The Environment Agency announced today that they have removed the 'drought status' for certain areas in England. Drought status has been lifted for 19 counties in the South West, the Midlands and Yorkshire.
The wettest April on record and continuing rainfall in May have significantly increased river and reservoir levels, reducing the pressure on environment and current public water supplies in some parts of England.
However, parts of East Anglia and South East England remain in drought.
South West England, the Midlands and parts of Yorkshire are no longer in drought following persistent and heavy rain in recent weeks, the Environment Agency said today.
Drought-afflicted areas of the UK are braced for the possibility of flash floods with strong winds and heavy downpours expected to hit tonight.
Up to 40mm of rain is forecast to fall in some places, as the country's wettest week of the year so far shows no sign of relenting.
Paul Crockett from the Environment Agency explains how a "different type" of drought found in the Midlands will have little impact on the region, compared with the South East.
Water companies have said they don't expect to have to restrict customer use of hose pipes in the Midlands this summer, but they still advise people to use water wisely.
Wessex Water is managing the drought by pumping water from areas of plenty into rivers that are low in south-west England. See ITV West's interview here.
The Environment Agency has said that agriculture and wildlife could be the main victims of the worsening drought in the UK. Specifically, it warned:
- Livestock farmers and fruit, vegetable and salad growers in east, central and south-east England may face shortages
- Plant and wildlife species could be lost in freshwater and wetland sites
- Higher risk of woodland fires and serious chemical pollution in rivers
- Boating restrictions on the Oxford and Grand Union Canal
- Hosepipe bans in the South East and Anglia
ITV West reports that Wessex Water is taking measures to protect wildlife and agriculture.
The RSPB has warned that some endangered bird species are at risk because of the drought. RSPB spokesman Tony Whitehead said: "Every indicator, whether river flow or groundwater level, is telling us that this is a very serious drought that could be worse than the infamous 1976 event"

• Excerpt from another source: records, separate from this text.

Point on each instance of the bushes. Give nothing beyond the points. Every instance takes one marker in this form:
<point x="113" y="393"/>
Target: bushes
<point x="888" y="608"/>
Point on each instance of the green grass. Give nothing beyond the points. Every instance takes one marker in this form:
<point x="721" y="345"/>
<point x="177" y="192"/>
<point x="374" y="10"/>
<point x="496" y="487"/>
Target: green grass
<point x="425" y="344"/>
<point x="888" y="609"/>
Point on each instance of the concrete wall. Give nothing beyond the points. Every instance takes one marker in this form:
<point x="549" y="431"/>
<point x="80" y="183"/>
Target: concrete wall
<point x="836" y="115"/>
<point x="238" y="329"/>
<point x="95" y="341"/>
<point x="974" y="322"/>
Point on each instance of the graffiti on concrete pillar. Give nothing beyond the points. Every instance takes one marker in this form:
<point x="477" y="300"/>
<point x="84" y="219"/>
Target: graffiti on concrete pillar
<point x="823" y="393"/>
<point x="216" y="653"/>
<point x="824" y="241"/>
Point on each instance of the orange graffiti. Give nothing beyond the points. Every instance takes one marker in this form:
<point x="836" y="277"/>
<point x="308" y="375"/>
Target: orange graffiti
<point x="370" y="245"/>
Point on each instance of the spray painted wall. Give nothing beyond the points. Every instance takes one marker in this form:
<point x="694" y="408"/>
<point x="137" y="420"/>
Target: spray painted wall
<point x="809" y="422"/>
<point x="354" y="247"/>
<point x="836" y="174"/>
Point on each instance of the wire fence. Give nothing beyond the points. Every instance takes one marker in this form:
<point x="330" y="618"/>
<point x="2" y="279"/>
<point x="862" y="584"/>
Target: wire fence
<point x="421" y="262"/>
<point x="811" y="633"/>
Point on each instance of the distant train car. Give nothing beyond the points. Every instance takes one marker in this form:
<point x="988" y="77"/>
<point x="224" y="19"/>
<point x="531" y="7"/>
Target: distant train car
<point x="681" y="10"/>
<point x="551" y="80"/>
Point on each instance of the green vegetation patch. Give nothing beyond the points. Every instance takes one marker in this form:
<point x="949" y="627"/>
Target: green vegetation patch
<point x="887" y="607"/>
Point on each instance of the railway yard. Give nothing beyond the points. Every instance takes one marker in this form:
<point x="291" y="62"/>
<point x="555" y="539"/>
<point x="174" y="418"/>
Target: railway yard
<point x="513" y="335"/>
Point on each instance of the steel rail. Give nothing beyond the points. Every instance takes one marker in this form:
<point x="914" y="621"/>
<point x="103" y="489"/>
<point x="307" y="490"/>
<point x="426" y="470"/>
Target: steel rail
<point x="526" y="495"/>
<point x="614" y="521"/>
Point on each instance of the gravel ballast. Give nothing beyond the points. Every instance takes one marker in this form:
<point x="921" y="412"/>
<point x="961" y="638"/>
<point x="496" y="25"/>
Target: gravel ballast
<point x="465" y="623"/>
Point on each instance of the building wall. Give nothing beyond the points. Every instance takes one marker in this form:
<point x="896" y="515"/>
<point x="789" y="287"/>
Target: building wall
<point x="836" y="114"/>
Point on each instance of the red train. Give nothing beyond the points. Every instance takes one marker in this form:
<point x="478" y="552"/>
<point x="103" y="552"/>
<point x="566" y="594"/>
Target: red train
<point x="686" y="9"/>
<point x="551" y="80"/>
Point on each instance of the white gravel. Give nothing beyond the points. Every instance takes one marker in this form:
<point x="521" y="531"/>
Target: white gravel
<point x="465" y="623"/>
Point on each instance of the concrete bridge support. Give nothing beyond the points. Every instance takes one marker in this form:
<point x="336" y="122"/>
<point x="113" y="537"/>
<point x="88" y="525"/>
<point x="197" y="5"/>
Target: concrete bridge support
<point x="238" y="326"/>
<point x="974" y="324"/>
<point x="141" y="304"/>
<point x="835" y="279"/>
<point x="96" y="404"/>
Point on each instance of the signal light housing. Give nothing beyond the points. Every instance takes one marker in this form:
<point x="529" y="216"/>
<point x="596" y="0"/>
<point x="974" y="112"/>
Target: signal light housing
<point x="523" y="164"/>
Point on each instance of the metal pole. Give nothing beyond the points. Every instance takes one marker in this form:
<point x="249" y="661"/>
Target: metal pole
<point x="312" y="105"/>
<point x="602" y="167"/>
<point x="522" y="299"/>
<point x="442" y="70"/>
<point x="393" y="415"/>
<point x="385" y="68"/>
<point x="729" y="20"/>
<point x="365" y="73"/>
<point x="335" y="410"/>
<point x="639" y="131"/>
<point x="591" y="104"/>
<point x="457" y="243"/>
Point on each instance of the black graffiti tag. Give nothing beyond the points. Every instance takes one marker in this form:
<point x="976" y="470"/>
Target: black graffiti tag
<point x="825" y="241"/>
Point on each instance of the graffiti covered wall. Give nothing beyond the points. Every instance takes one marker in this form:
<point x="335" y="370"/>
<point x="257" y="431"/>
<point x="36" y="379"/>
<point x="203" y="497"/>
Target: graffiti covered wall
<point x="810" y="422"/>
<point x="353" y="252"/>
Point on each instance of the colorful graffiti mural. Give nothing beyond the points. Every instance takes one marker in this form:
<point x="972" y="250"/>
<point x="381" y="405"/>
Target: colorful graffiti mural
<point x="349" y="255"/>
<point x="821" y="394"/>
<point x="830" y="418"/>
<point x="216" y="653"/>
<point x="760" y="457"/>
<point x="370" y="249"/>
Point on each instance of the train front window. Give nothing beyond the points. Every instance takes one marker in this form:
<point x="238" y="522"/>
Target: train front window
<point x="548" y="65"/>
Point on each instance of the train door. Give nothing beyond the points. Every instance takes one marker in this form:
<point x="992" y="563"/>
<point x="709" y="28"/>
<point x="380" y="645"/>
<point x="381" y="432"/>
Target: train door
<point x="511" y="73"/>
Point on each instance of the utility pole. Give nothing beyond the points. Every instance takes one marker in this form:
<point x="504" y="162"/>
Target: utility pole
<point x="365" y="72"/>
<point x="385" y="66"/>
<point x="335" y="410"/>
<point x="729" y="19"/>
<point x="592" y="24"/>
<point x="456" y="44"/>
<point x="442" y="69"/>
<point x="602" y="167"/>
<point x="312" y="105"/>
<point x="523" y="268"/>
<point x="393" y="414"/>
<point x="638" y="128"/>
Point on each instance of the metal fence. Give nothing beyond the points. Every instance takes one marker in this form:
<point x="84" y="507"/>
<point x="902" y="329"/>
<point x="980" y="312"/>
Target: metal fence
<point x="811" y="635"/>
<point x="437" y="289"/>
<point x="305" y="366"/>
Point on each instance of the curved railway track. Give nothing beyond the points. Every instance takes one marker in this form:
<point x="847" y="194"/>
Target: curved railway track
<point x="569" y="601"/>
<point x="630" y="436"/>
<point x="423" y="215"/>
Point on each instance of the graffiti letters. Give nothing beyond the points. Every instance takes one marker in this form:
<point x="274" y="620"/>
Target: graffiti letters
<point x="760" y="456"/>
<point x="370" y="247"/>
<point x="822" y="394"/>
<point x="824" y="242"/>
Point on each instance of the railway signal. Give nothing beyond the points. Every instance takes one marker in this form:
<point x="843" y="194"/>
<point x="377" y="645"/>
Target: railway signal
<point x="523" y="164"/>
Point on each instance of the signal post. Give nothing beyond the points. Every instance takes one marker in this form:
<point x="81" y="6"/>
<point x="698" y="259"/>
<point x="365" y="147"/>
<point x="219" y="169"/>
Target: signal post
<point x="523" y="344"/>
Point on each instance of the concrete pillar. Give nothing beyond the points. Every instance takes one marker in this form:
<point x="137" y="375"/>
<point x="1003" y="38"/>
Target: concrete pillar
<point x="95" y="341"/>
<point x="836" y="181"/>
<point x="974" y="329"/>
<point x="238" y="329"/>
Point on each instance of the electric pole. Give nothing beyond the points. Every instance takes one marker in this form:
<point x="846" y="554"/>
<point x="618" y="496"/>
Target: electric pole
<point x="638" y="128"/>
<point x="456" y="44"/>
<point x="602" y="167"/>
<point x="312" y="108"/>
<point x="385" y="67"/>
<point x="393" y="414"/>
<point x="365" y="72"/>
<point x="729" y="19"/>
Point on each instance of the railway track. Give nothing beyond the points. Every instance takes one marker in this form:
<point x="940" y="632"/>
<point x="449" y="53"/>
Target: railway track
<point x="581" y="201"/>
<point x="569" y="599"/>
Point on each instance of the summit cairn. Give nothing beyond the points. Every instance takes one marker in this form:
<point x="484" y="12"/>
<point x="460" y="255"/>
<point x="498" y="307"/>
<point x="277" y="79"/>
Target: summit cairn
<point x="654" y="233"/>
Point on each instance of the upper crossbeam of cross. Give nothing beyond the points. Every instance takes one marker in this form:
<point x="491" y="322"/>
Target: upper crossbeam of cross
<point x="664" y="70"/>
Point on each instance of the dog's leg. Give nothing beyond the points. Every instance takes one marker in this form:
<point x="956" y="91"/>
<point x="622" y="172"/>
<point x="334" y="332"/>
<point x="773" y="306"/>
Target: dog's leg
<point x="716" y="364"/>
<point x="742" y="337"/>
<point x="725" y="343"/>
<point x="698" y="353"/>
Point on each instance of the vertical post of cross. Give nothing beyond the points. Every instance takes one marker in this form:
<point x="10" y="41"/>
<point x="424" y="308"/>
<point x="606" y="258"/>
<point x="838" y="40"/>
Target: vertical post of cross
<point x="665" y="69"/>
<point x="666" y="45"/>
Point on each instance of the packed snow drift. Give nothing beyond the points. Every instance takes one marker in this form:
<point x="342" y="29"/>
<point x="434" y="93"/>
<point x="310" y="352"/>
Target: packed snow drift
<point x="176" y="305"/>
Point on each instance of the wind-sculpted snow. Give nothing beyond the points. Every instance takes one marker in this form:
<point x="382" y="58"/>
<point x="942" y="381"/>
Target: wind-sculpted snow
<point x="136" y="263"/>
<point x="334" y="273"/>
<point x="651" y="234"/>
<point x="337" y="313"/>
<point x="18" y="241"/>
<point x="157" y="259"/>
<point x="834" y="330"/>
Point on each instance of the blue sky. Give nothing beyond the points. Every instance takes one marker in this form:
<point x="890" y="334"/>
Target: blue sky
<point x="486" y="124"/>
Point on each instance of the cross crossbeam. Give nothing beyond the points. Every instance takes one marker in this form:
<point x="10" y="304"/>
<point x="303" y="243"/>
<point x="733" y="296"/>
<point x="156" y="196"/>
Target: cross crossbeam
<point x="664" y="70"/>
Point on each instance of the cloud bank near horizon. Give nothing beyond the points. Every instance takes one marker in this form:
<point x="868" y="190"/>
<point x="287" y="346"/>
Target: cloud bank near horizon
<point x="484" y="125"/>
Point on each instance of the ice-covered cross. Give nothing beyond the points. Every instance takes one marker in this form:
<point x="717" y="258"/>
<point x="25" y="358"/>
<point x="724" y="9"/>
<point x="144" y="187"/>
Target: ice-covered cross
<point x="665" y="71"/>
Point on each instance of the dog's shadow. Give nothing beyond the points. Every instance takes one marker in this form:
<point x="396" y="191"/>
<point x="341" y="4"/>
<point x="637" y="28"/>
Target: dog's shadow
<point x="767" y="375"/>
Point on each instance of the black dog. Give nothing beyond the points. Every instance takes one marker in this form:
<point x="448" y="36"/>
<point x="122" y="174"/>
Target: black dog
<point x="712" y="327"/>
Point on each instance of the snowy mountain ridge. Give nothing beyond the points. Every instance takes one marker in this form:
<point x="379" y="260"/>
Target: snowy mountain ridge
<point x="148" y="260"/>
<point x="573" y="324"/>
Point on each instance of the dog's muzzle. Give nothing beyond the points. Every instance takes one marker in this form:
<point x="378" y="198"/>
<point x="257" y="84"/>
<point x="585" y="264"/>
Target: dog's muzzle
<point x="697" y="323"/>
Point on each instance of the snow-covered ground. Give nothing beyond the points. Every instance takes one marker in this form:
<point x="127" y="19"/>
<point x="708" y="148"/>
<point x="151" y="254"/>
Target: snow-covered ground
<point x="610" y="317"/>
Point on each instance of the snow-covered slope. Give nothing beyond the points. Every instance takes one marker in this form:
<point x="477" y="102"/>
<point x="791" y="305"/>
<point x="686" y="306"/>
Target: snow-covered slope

He added: "Dry conditions [are] threatening to impact this spring’s breeding season in places such as the Somerset Levels and around the Exe Estuary. These are some of the last remaining homes in our countryside for breeding water birds such as snipe, redshank and lapwing."
Wessex Water has released a statement saying that it is not considering a hopepipe ban but is taking measures to preserve water. The Environment Agency says that an additional 17 counties, including those in the South-West of Britain, are now facing a drought.